Justice Stephen G. Breyer, writing for the dissenting justices, said the court should have put off the execution of the inmate, Christopher Lee Price, long enough for a federal judge to hold a trial, which had been scheduled to start on June 10, to consider whether the state’s execution protocol violated the Eighth Amendment’s ban on cruel and unusual punishment.
On Wednesday, Mr. Price’s lawyers urged the Supreme Court to grant a brief delay.
“The evidence heavily favors Mr. Price,” his lawyers wrote. “The state, however, is desperately seeking to prevent federal judicial review of its lethal injection protocol, hoping that Mr. Price’s execution on May 30 will moot his Eighth Amendment claim before the district court is able to issue a ruling on the merits.”
The state’s lawyers responded that Mr. Price had raised his claim too late. “Price avoided his April execution date by gamesmanship,” they wrote. “His delay tactics should not be rewarded.”
Mr. Price was executed on Thursday night, Gov. Kay Ivey said in a statement.
Mr. Price and an accomplice were convicted of using a sword and dagger to kill William Lynn, a minister, in 1991 in his home in Bazemore, Ala., while he was preparing Christmas presents for his grandchildren. The pastor’s wife, Bessie Lynn, was badly wounded in the attack but survived. Mr. Price admitted to participating in robbing the couple but claimed that only his accomplice had harmed them.
In April, the court allowed Mr. Price’s execution to proceed by a 5-to-4 vote. The majority, in a brief, unsigned opinion, said Mr. Price had missed a deadline. Last June, Alabama gave death row inmates 30 days to choose nitrogen hypoxia, which deprives the body of oxygen, as the way they would be executed.
Mr. Price did not make the request in time, but he had since done so. The majority said the missed deadline was the end of the matter.
That opinion prompted an anguished middle-of-the-night dissent from Justice Breyer, whose request that the justices discuss the case the next morning was refused.
“To proceed in this way calls into question the basic principles of fairness that should underlie our criminal justice system,” Justice Breyer wrote. “To proceed in this matter in the middle of the night without giving all members of the court the opportunity for discussion tomorrow morning is, I believe, unfortunate.”
The dispute among the justices lasted long enough that Alabama officials postponed the execution, and Mr. Price remained on death row.
In an unusual after-the-fact opinion issued on May 13, Justice Clarence Thomas, joined by Justices Samuel A. Alito Jr. and Neil M. Gorsuch, wrote to “set the record straight” about why they had voted to let the execution proceed.
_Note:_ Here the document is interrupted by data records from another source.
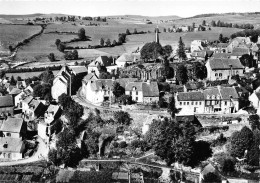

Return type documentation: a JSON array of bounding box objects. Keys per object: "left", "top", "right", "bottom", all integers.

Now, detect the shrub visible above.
[
  {"left": 222, "top": 158, "right": 235, "bottom": 174},
  {"left": 119, "top": 141, "right": 127, "bottom": 148},
  {"left": 112, "top": 141, "right": 119, "bottom": 148},
  {"left": 130, "top": 139, "right": 141, "bottom": 149},
  {"left": 48, "top": 53, "right": 55, "bottom": 62}
]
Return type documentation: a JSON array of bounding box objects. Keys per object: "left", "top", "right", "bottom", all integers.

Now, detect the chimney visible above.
[{"left": 229, "top": 64, "right": 233, "bottom": 79}]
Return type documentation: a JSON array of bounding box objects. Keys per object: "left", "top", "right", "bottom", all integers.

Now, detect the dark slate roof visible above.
[
  {"left": 208, "top": 58, "right": 244, "bottom": 70},
  {"left": 90, "top": 78, "right": 137, "bottom": 91},
  {"left": 89, "top": 56, "right": 113, "bottom": 67},
  {"left": 83, "top": 73, "right": 98, "bottom": 81},
  {"left": 0, "top": 117, "right": 23, "bottom": 133},
  {"left": 125, "top": 82, "right": 159, "bottom": 97},
  {"left": 70, "top": 66, "right": 88, "bottom": 75},
  {"left": 219, "top": 86, "right": 239, "bottom": 99},
  {"left": 232, "top": 47, "right": 250, "bottom": 56},
  {"left": 0, "top": 95, "right": 14, "bottom": 108},
  {"left": 217, "top": 43, "right": 229, "bottom": 48},
  {"left": 203, "top": 87, "right": 220, "bottom": 98},
  {"left": 212, "top": 53, "right": 231, "bottom": 59},
  {"left": 177, "top": 91, "right": 204, "bottom": 101}
]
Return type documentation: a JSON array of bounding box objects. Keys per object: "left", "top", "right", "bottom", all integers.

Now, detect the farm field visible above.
[
  {"left": 5, "top": 70, "right": 59, "bottom": 80},
  {"left": 0, "top": 24, "right": 41, "bottom": 51}
]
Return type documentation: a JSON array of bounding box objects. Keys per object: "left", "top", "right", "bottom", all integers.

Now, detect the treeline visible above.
[
  {"left": 82, "top": 16, "right": 107, "bottom": 22},
  {"left": 190, "top": 12, "right": 260, "bottom": 19},
  {"left": 9, "top": 24, "right": 46, "bottom": 52},
  {"left": 5, "top": 65, "right": 62, "bottom": 73},
  {"left": 230, "top": 29, "right": 260, "bottom": 41},
  {"left": 211, "top": 20, "right": 254, "bottom": 29}
]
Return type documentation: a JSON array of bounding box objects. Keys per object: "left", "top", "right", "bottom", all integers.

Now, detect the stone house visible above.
[
  {"left": 175, "top": 91, "right": 205, "bottom": 113},
  {"left": 87, "top": 56, "right": 114, "bottom": 76},
  {"left": 24, "top": 99, "right": 46, "bottom": 121},
  {"left": 205, "top": 58, "right": 244, "bottom": 81},
  {"left": 51, "top": 65, "right": 87, "bottom": 100},
  {"left": 190, "top": 40, "right": 207, "bottom": 53},
  {"left": 0, "top": 95, "right": 14, "bottom": 115},
  {"left": 0, "top": 117, "right": 26, "bottom": 139},
  {"left": 14, "top": 89, "right": 32, "bottom": 109},
  {"left": 125, "top": 80, "right": 159, "bottom": 104},
  {"left": 0, "top": 137, "right": 25, "bottom": 160},
  {"left": 115, "top": 53, "right": 140, "bottom": 67}
]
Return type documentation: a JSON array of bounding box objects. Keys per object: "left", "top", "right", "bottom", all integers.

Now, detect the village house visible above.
[
  {"left": 175, "top": 91, "right": 205, "bottom": 113},
  {"left": 115, "top": 53, "right": 140, "bottom": 67},
  {"left": 125, "top": 80, "right": 159, "bottom": 104},
  {"left": 21, "top": 96, "right": 33, "bottom": 114},
  {"left": 230, "top": 46, "right": 251, "bottom": 59},
  {"left": 203, "top": 86, "right": 239, "bottom": 114},
  {"left": 0, "top": 95, "right": 14, "bottom": 115},
  {"left": 0, "top": 117, "right": 26, "bottom": 139},
  {"left": 16, "top": 81, "right": 27, "bottom": 89},
  {"left": 205, "top": 58, "right": 244, "bottom": 81},
  {"left": 249, "top": 91, "right": 260, "bottom": 111},
  {"left": 51, "top": 65, "right": 87, "bottom": 100},
  {"left": 0, "top": 137, "right": 25, "bottom": 160},
  {"left": 13, "top": 88, "right": 32, "bottom": 109},
  {"left": 38, "top": 104, "right": 62, "bottom": 141},
  {"left": 80, "top": 77, "right": 136, "bottom": 105},
  {"left": 87, "top": 56, "right": 114, "bottom": 76},
  {"left": 24, "top": 99, "right": 46, "bottom": 121},
  {"left": 190, "top": 40, "right": 208, "bottom": 53}
]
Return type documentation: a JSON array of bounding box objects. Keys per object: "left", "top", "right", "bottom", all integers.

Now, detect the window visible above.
[
  {"left": 184, "top": 102, "right": 186, "bottom": 105},
  {"left": 180, "top": 102, "right": 182, "bottom": 105},
  {"left": 6, "top": 133, "right": 11, "bottom": 137},
  {"left": 207, "top": 101, "right": 210, "bottom": 105},
  {"left": 207, "top": 95, "right": 210, "bottom": 99},
  {"left": 130, "top": 91, "right": 132, "bottom": 96},
  {"left": 212, "top": 95, "right": 215, "bottom": 99},
  {"left": 187, "top": 102, "right": 189, "bottom": 105},
  {"left": 136, "top": 91, "right": 138, "bottom": 95},
  {"left": 136, "top": 97, "right": 138, "bottom": 101},
  {"left": 219, "top": 73, "right": 222, "bottom": 77},
  {"left": 215, "top": 73, "right": 218, "bottom": 77},
  {"left": 195, "top": 102, "right": 198, "bottom": 105},
  {"left": 199, "top": 102, "right": 202, "bottom": 105},
  {"left": 225, "top": 101, "right": 227, "bottom": 106},
  {"left": 191, "top": 102, "right": 194, "bottom": 105}
]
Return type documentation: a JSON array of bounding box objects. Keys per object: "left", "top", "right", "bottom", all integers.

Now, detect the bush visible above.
[
  {"left": 130, "top": 139, "right": 141, "bottom": 149},
  {"left": 112, "top": 141, "right": 119, "bottom": 148},
  {"left": 119, "top": 141, "right": 127, "bottom": 148},
  {"left": 64, "top": 50, "right": 78, "bottom": 60},
  {"left": 48, "top": 53, "right": 55, "bottom": 62},
  {"left": 222, "top": 158, "right": 235, "bottom": 174}
]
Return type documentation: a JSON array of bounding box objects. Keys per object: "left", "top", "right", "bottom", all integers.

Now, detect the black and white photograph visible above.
[{"left": 0, "top": 0, "right": 260, "bottom": 182}]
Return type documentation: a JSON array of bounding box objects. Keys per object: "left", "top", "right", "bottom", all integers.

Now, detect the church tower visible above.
[{"left": 155, "top": 25, "right": 159, "bottom": 44}]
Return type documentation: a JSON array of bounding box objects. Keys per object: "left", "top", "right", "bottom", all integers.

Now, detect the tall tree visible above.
[
  {"left": 10, "top": 75, "right": 16, "bottom": 85},
  {"left": 168, "top": 96, "right": 179, "bottom": 118},
  {"left": 202, "top": 20, "right": 206, "bottom": 26},
  {"left": 140, "top": 42, "right": 163, "bottom": 60},
  {"left": 100, "top": 38, "right": 104, "bottom": 46},
  {"left": 105, "top": 39, "right": 111, "bottom": 46},
  {"left": 249, "top": 114, "right": 260, "bottom": 131},
  {"left": 219, "top": 34, "right": 223, "bottom": 42},
  {"left": 176, "top": 37, "right": 187, "bottom": 61},
  {"left": 126, "top": 29, "right": 130, "bottom": 35},
  {"left": 163, "top": 45, "right": 173, "bottom": 58},
  {"left": 176, "top": 64, "right": 188, "bottom": 84},
  {"left": 78, "top": 28, "right": 86, "bottom": 40},
  {"left": 194, "top": 62, "right": 207, "bottom": 80},
  {"left": 112, "top": 82, "right": 125, "bottom": 99}
]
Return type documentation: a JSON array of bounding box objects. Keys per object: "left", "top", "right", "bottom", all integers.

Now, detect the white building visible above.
[
  {"left": 0, "top": 118, "right": 26, "bottom": 139},
  {"left": 0, "top": 137, "right": 25, "bottom": 160},
  {"left": 87, "top": 56, "right": 114, "bottom": 76},
  {"left": 205, "top": 58, "right": 244, "bottom": 81},
  {"left": 190, "top": 40, "right": 207, "bottom": 53},
  {"left": 115, "top": 53, "right": 140, "bottom": 67}
]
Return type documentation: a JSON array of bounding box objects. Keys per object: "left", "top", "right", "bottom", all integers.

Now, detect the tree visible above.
[
  {"left": 112, "top": 82, "right": 125, "bottom": 99},
  {"left": 176, "top": 64, "right": 188, "bottom": 84},
  {"left": 39, "top": 68, "right": 54, "bottom": 84},
  {"left": 140, "top": 42, "right": 163, "bottom": 60},
  {"left": 194, "top": 62, "right": 207, "bottom": 80},
  {"left": 58, "top": 93, "right": 73, "bottom": 110},
  {"left": 168, "top": 96, "right": 179, "bottom": 118},
  {"left": 248, "top": 129, "right": 260, "bottom": 166},
  {"left": 78, "top": 28, "right": 86, "bottom": 40},
  {"left": 176, "top": 37, "right": 187, "bottom": 61},
  {"left": 0, "top": 70, "right": 5, "bottom": 79},
  {"left": 126, "top": 29, "right": 130, "bottom": 35},
  {"left": 133, "top": 28, "right": 137, "bottom": 34},
  {"left": 10, "top": 75, "right": 16, "bottom": 85},
  {"left": 230, "top": 126, "right": 254, "bottom": 158},
  {"left": 113, "top": 111, "right": 131, "bottom": 126},
  {"left": 16, "top": 76, "right": 22, "bottom": 81},
  {"left": 240, "top": 54, "right": 254, "bottom": 68},
  {"left": 48, "top": 53, "right": 55, "bottom": 62},
  {"left": 99, "top": 72, "right": 111, "bottom": 79},
  {"left": 55, "top": 39, "right": 61, "bottom": 47},
  {"left": 202, "top": 20, "right": 206, "bottom": 26},
  {"left": 48, "top": 148, "right": 60, "bottom": 165},
  {"left": 219, "top": 33, "right": 223, "bottom": 42},
  {"left": 112, "top": 40, "right": 117, "bottom": 46},
  {"left": 105, "top": 39, "right": 111, "bottom": 46},
  {"left": 100, "top": 38, "right": 104, "bottom": 46},
  {"left": 163, "top": 45, "right": 173, "bottom": 58},
  {"left": 58, "top": 43, "right": 65, "bottom": 52},
  {"left": 64, "top": 50, "right": 78, "bottom": 60},
  {"left": 146, "top": 118, "right": 196, "bottom": 166},
  {"left": 118, "top": 95, "right": 132, "bottom": 105},
  {"left": 222, "top": 158, "right": 235, "bottom": 174},
  {"left": 163, "top": 28, "right": 166, "bottom": 32},
  {"left": 249, "top": 114, "right": 260, "bottom": 131},
  {"left": 192, "top": 22, "right": 195, "bottom": 28}
]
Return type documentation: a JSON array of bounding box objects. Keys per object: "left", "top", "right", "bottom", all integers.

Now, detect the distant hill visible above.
[
  {"left": 0, "top": 13, "right": 44, "bottom": 19},
  {"left": 108, "top": 15, "right": 181, "bottom": 21}
]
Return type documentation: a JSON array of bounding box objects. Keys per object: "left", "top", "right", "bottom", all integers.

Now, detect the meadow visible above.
[{"left": 0, "top": 24, "right": 41, "bottom": 51}]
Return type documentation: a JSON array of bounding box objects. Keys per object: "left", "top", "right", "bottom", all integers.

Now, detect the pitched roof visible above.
[
  {"left": 219, "top": 86, "right": 239, "bottom": 99},
  {"left": 212, "top": 53, "right": 231, "bottom": 59},
  {"left": 116, "top": 53, "right": 140, "bottom": 63},
  {"left": 46, "top": 105, "right": 60, "bottom": 116},
  {"left": 89, "top": 56, "right": 113, "bottom": 67},
  {"left": 177, "top": 91, "right": 204, "bottom": 101},
  {"left": 255, "top": 92, "right": 260, "bottom": 100},
  {"left": 208, "top": 58, "right": 244, "bottom": 70},
  {"left": 22, "top": 96, "right": 33, "bottom": 104},
  {"left": 203, "top": 87, "right": 220, "bottom": 98},
  {"left": 125, "top": 82, "right": 159, "bottom": 97},
  {"left": 83, "top": 73, "right": 98, "bottom": 81},
  {"left": 0, "top": 95, "right": 14, "bottom": 108},
  {"left": 0, "top": 137, "right": 24, "bottom": 153},
  {"left": 69, "top": 66, "right": 88, "bottom": 75},
  {"left": 0, "top": 117, "right": 23, "bottom": 133},
  {"left": 170, "top": 84, "right": 184, "bottom": 93},
  {"left": 232, "top": 47, "right": 250, "bottom": 56},
  {"left": 9, "top": 88, "right": 22, "bottom": 95},
  {"left": 217, "top": 43, "right": 229, "bottom": 48}
]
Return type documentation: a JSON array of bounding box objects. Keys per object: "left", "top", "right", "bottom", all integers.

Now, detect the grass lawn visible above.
[{"left": 0, "top": 24, "right": 41, "bottom": 51}]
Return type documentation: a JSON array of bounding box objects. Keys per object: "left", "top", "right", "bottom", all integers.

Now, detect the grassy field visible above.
[
  {"left": 0, "top": 24, "right": 41, "bottom": 51},
  {"left": 5, "top": 70, "right": 59, "bottom": 79}
]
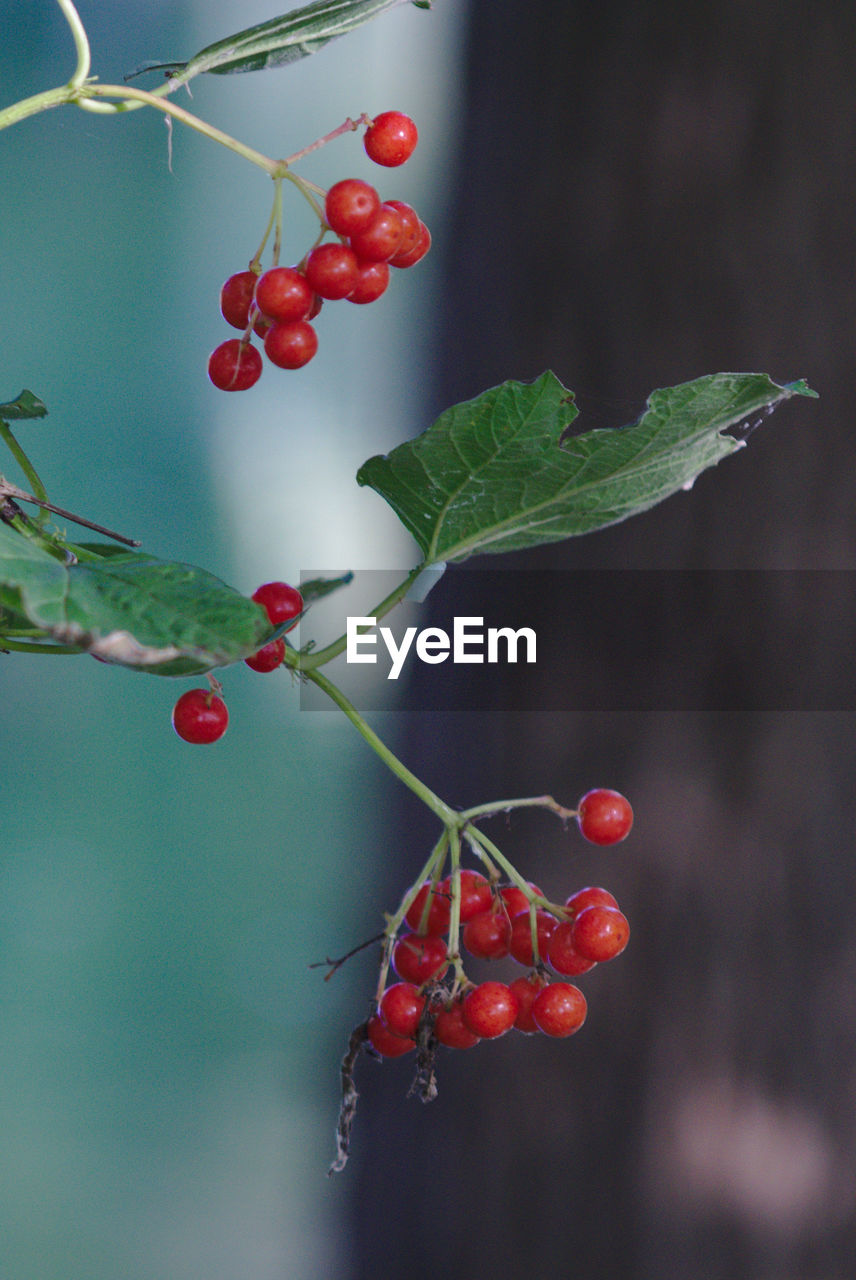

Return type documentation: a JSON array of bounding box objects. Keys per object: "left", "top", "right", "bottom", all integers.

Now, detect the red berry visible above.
[
  {"left": 346, "top": 259, "right": 390, "bottom": 304},
  {"left": 171, "top": 688, "right": 228, "bottom": 744},
  {"left": 432, "top": 998, "right": 480, "bottom": 1049},
  {"left": 244, "top": 637, "right": 286, "bottom": 673},
  {"left": 390, "top": 220, "right": 431, "bottom": 268},
  {"left": 366, "top": 1013, "right": 415, "bottom": 1057},
  {"left": 546, "top": 920, "right": 596, "bottom": 976},
  {"left": 253, "top": 266, "right": 314, "bottom": 323},
  {"left": 576, "top": 788, "right": 633, "bottom": 845},
  {"left": 251, "top": 582, "right": 303, "bottom": 630},
  {"left": 499, "top": 881, "right": 544, "bottom": 918},
  {"left": 379, "top": 982, "right": 425, "bottom": 1039},
  {"left": 264, "top": 319, "right": 318, "bottom": 369},
  {"left": 349, "top": 203, "right": 404, "bottom": 262},
  {"left": 207, "top": 339, "right": 262, "bottom": 391},
  {"left": 509, "top": 909, "right": 557, "bottom": 966},
  {"left": 571, "top": 905, "right": 630, "bottom": 962},
  {"left": 220, "top": 270, "right": 258, "bottom": 329},
  {"left": 325, "top": 178, "right": 381, "bottom": 235},
  {"left": 462, "top": 909, "right": 512, "bottom": 960},
  {"left": 364, "top": 111, "right": 418, "bottom": 167},
  {"left": 438, "top": 869, "right": 492, "bottom": 922},
  {"left": 531, "top": 982, "right": 587, "bottom": 1037},
  {"left": 304, "top": 242, "right": 359, "bottom": 300},
  {"left": 392, "top": 933, "right": 449, "bottom": 985},
  {"left": 509, "top": 974, "right": 548, "bottom": 1033},
  {"left": 564, "top": 885, "right": 619, "bottom": 916},
  {"left": 385, "top": 200, "right": 420, "bottom": 258},
  {"left": 404, "top": 882, "right": 451, "bottom": 936},
  {"left": 462, "top": 981, "right": 519, "bottom": 1039}
]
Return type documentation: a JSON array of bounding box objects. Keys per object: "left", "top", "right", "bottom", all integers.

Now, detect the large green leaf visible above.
[
  {"left": 151, "top": 0, "right": 421, "bottom": 85},
  {"left": 356, "top": 372, "right": 818, "bottom": 564},
  {"left": 0, "top": 524, "right": 271, "bottom": 676}
]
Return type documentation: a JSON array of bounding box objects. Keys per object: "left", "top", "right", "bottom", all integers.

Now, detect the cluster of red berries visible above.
[
  {"left": 365, "top": 789, "right": 633, "bottom": 1056},
  {"left": 208, "top": 112, "right": 429, "bottom": 391},
  {"left": 170, "top": 580, "right": 303, "bottom": 743}
]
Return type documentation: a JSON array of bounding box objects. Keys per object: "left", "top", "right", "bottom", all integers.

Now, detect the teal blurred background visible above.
[{"left": 0, "top": 2, "right": 465, "bottom": 1275}]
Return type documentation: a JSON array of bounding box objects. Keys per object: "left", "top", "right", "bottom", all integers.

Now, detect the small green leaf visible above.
[
  {"left": 0, "top": 390, "right": 47, "bottom": 421},
  {"left": 298, "top": 571, "right": 354, "bottom": 605},
  {"left": 164, "top": 0, "right": 417, "bottom": 83},
  {"left": 357, "top": 371, "right": 817, "bottom": 564}
]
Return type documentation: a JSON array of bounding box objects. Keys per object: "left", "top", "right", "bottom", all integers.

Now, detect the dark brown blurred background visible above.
[{"left": 344, "top": 2, "right": 856, "bottom": 1276}]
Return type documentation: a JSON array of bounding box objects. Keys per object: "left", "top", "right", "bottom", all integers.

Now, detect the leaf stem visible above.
[
  {"left": 459, "top": 794, "right": 579, "bottom": 824},
  {"left": 0, "top": 422, "right": 50, "bottom": 527},
  {"left": 297, "top": 565, "right": 425, "bottom": 670},
  {"left": 57, "top": 0, "right": 91, "bottom": 88}
]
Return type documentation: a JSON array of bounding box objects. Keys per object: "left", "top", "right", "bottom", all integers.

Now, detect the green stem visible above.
[
  {"left": 300, "top": 666, "right": 457, "bottom": 825},
  {"left": 58, "top": 0, "right": 91, "bottom": 88},
  {"left": 375, "top": 830, "right": 449, "bottom": 1002},
  {"left": 459, "top": 794, "right": 578, "bottom": 823},
  {"left": 0, "top": 638, "right": 84, "bottom": 655},
  {"left": 0, "top": 423, "right": 50, "bottom": 527},
  {"left": 297, "top": 565, "right": 426, "bottom": 670}
]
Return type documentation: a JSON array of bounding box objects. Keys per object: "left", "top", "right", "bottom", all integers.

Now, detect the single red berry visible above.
[
  {"left": 244, "top": 637, "right": 286, "bottom": 673},
  {"left": 404, "top": 882, "right": 451, "bottom": 936},
  {"left": 390, "top": 220, "right": 431, "bottom": 268},
  {"left": 253, "top": 266, "right": 314, "bottom": 323},
  {"left": 499, "top": 881, "right": 544, "bottom": 918},
  {"left": 432, "top": 997, "right": 480, "bottom": 1050},
  {"left": 349, "top": 203, "right": 404, "bottom": 262},
  {"left": 364, "top": 110, "right": 419, "bottom": 167},
  {"left": 264, "top": 319, "right": 318, "bottom": 370},
  {"left": 366, "top": 1013, "right": 415, "bottom": 1057},
  {"left": 531, "top": 982, "right": 588, "bottom": 1038},
  {"left": 576, "top": 788, "right": 633, "bottom": 845},
  {"left": 385, "top": 200, "right": 421, "bottom": 258},
  {"left": 207, "top": 339, "right": 262, "bottom": 391},
  {"left": 304, "top": 242, "right": 360, "bottom": 300},
  {"left": 463, "top": 909, "right": 512, "bottom": 960},
  {"left": 546, "top": 920, "right": 597, "bottom": 976},
  {"left": 379, "top": 982, "right": 425, "bottom": 1039},
  {"left": 438, "top": 868, "right": 493, "bottom": 922},
  {"left": 252, "top": 310, "right": 273, "bottom": 340},
  {"left": 220, "top": 270, "right": 259, "bottom": 329},
  {"left": 564, "top": 885, "right": 620, "bottom": 916},
  {"left": 509, "top": 909, "right": 557, "bottom": 966},
  {"left": 509, "top": 974, "right": 548, "bottom": 1033},
  {"left": 171, "top": 688, "right": 229, "bottom": 744},
  {"left": 251, "top": 582, "right": 303, "bottom": 630},
  {"left": 346, "top": 259, "right": 390, "bottom": 304},
  {"left": 325, "top": 178, "right": 381, "bottom": 235},
  {"left": 462, "top": 981, "right": 519, "bottom": 1039},
  {"left": 392, "top": 932, "right": 449, "bottom": 984},
  {"left": 571, "top": 904, "right": 630, "bottom": 962}
]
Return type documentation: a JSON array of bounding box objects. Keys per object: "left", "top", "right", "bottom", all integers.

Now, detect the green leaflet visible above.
[{"left": 356, "top": 372, "right": 818, "bottom": 564}]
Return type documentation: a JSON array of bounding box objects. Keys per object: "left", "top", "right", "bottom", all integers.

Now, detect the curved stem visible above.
[
  {"left": 57, "top": 0, "right": 91, "bottom": 88},
  {"left": 459, "top": 794, "right": 578, "bottom": 824},
  {"left": 297, "top": 565, "right": 426, "bottom": 670}
]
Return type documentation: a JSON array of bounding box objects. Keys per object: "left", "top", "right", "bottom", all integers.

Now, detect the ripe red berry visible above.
[
  {"left": 346, "top": 259, "right": 390, "bottom": 305},
  {"left": 404, "top": 882, "right": 451, "bottom": 936},
  {"left": 509, "top": 909, "right": 557, "bottom": 966},
  {"left": 253, "top": 266, "right": 314, "bottom": 323},
  {"left": 463, "top": 909, "right": 512, "bottom": 960},
  {"left": 392, "top": 932, "right": 448, "bottom": 985},
  {"left": 390, "top": 220, "right": 431, "bottom": 268},
  {"left": 509, "top": 974, "right": 548, "bottom": 1033},
  {"left": 385, "top": 200, "right": 420, "bottom": 258},
  {"left": 379, "top": 982, "right": 425, "bottom": 1039},
  {"left": 220, "top": 270, "right": 258, "bottom": 329},
  {"left": 499, "top": 881, "right": 544, "bottom": 918},
  {"left": 576, "top": 788, "right": 633, "bottom": 845},
  {"left": 251, "top": 582, "right": 303, "bottom": 630},
  {"left": 207, "top": 339, "right": 262, "bottom": 391},
  {"left": 364, "top": 111, "right": 419, "bottom": 167},
  {"left": 264, "top": 319, "right": 318, "bottom": 369},
  {"left": 244, "top": 637, "right": 286, "bottom": 673},
  {"left": 531, "top": 982, "right": 587, "bottom": 1037},
  {"left": 546, "top": 920, "right": 596, "bottom": 976},
  {"left": 438, "top": 869, "right": 493, "bottom": 922},
  {"left": 349, "top": 203, "right": 404, "bottom": 262},
  {"left": 325, "top": 178, "right": 381, "bottom": 235},
  {"left": 432, "top": 998, "right": 480, "bottom": 1049},
  {"left": 366, "top": 1013, "right": 415, "bottom": 1057},
  {"left": 304, "top": 242, "right": 360, "bottom": 300},
  {"left": 462, "top": 981, "right": 519, "bottom": 1039},
  {"left": 571, "top": 904, "right": 630, "bottom": 962},
  {"left": 564, "top": 885, "right": 620, "bottom": 916},
  {"left": 171, "top": 688, "right": 229, "bottom": 744}
]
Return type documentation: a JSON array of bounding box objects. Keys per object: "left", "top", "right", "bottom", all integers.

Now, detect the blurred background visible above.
[{"left": 1, "top": 2, "right": 855, "bottom": 1278}]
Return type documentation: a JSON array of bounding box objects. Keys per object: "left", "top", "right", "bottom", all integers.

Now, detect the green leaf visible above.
[
  {"left": 298, "top": 571, "right": 354, "bottom": 606},
  {"left": 162, "top": 0, "right": 418, "bottom": 83},
  {"left": 0, "top": 390, "right": 47, "bottom": 421},
  {"left": 357, "top": 372, "right": 818, "bottom": 564},
  {"left": 0, "top": 524, "right": 270, "bottom": 676}
]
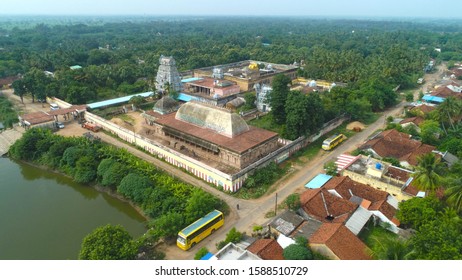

Mr. Price’s strategy was to delay the inevitable, Justice Thomas wrote.
“It is the same strategy adopted by many death-row inmates with an impending execution: bring last-minute claims that will delay the execution, no matter how groundless,” Justice Thomas wrote. “The proper response to this maneuvering is to deny meritless requests expeditiously.”
“To the extent the court’s failure to issue a timely order was attributable to our own dallying,” he wrote, “such delay both rewards gamesmanship and threatens to make last-minute stay applications the norm instead of the exception.”
On Thursday, in a part of the dissent joined only by Justice Ruth Bader Ginsburg, Justice Breyer wrote that Mr. Price’s case illuminated problems with the death penalty.
“This case demonstrates once again,” he wrote, “the unfortunate manner in which death sentences are often — perhaps inevitably — carried out in this country. We have here an illustration of why I believe, as I have previously argued, that the court should reconsider the constitutionality of the death penalty in an appropriate case.”